# Problem installing exterior light fixture



## Proby (Jul 17, 2010)

You can use this siding block: http://www.amazon.com/SIDING-MOUNTING-KIT-FLAT-Misc/dp/B000KKHUEO

The image is incorrect. This siding block is specified as flat, it doesn't have the notches on the back for the siding. You can see it here, it's the 8161: http://www.aifittings.com/k_6.htm

Personally, I would just cut in a box and be done with it. I think it would look better and cost less. it's very easy to do.


----------



## Lynch (Apr 2, 2009)

Thanks Proby. I saw one of those siding blocks when I was at Menards yesterday. Not a bad option but I think I may just cut a hole and put in a box. Not having done this before and a little apprehensive on cutting a hole into an exterior wall, do you have any tips?


----------



## Proby (Jul 17, 2010)

Well, you are going to need to use a metal box, so unfortunately you can't take advantage of the many old work plastic boxes.

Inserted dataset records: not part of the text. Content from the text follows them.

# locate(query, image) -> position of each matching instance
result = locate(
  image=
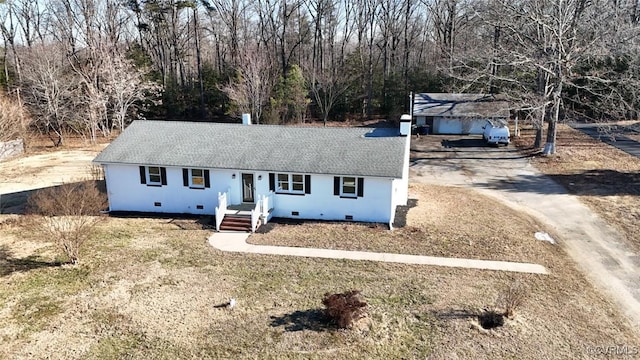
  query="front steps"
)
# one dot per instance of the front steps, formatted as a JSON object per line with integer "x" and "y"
{"x": 236, "y": 223}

It looks like there is a hole in the center of the circle, I would stick a piece of bent wire into the hole to feel around for a stud. If there is a stud, you can just cut out the sheathing and mount a pancake box to the stud.


----------



## Jim Port (Sep 21, 2007)

Could you post a pic of the fixture? That might give someone else an idea. It seems unusual to have a 3/4" gap when the box is only 1/2" deep.


----------



## Lynch (Apr 2, 2009)

I'll post a few pics tonight to give you a better idea. The main problem as to why it sticks out so far is the mounting bracket for the new lamp that connects to the pancake box, it doesn't recess into the box so it sticks out further. The pictures I'll post later tonight will give you a better idea.


----------



## Proby (Jul 17, 2010)

Lynch said:


> I'll post a few pics tonight to give you a better idea. The main problem as to why it sticks out so far is the mounting bracket for the new lamp that connects to the pancake box, it doesn't recess into the box so it sticks out further. The pictures I'll post later tonight will give you a better idea.

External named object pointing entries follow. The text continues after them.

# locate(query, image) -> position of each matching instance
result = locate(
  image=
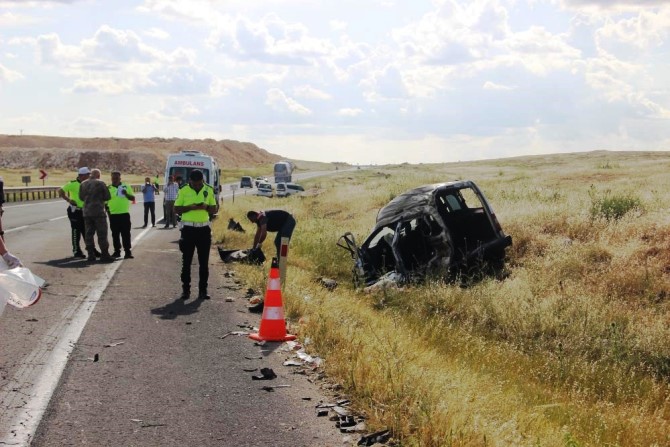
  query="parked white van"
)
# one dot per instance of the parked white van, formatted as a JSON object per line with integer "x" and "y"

If it sticks out any further than the face of the box, then the fixture will not sit flush on the wall when hung from a normal surface mounted box.


----------



## Lynch (Apr 2, 2009)

Ok, here's some more pics. 

1. The original light fixture:










2. Original pancake box with original mounting bracket:










3. Original pancake box with new mounting bracket (Front view)










4. Original pancake box with new mounting bracket (Side view)










5. Backside of new light:










6. New light with existing pancake box and new mounting bracket. I've adjusted the 2 mounting screws from pic 4 to recess as far in as I can.










As you can see it sticks out a good 3/4" from the wall. I don't know if I have any other option at this point than to cut a hole in the wall and mount a box inside the wall. Again, I'm pretty reluctant to do this as I have no experience doing this kind of thing but I'm willing to learn! Why is it that a seeminly simple job is never as easy as it should be 

Thanks again guys for any input!


----------



## Lynch (Apr 2, 2009)

Anyone else offer some ideas/help?


----------



## Proby (Jul 17, 2010)

Lynch said:


> Anyone else offer some ideas/help?


Last sentence of Post #2 :thumbsup:


----------



## frenchelectrican (Apr 12, 2006)

I will suggest that you buy a old work juction box and that will really set it back nice and you will not have anymore issue with it or get a oldwork pancake box { little hard to find it } but best is old work steel box due you have BX cable there.

Before you sink in a box make sure you don't hit the stud if you do the pancake box will be the best item you can use.

Merci.
Marc


----------



## Lynch (Apr 2, 2009)

Thanks for the idea french. I like the idea of using an old work box but am having a heck of a time finding a metal one that will work with BX cable. A round one would work best because of the mounting bracket for the light but I can't seem to find one anywhere! The plastic round old work boxes are readily available but that wouldn't work for BX cable as it needs the ground of a metal box, correct? Any idea where I can find a metal round old work box?

The closest thing I've found so far is this:


----------



## frenchelectrican (Apr 12, 2006)

Here a link or two what the old work box with 1/2 inch KO so you can use the BX cable.
The first one only if you have no stud behind then you can use this one.

http://www.lowes.com/pd_74219-427-506_4294821892_4294937087?productId=3129651&pl=1&currentURL=/pl_Electrical%2BBox_4294821892_4294937087_?rpp=15$No=15
I have to find a photo for old work pancake box with support ears so it will be a little while and I know not very many places will have this kind of item.

Merci.
Marc


----------



## frenchelectrican (Apr 12, 2006)

The photo you posted that will work just fine as well.

Merci.
Marc


----------



## oberkc (Dec 3, 2009)

> As you can see it sticks out a good 3/4" from the wall. I don't know if I have any other option at this point than to cut a hole in the wall and mount a box inside the wall.


Perhaps another option to consider is to add a 3/4" thick decorative trim plate around the existing box, filling the gap between the fixture and wall.


----------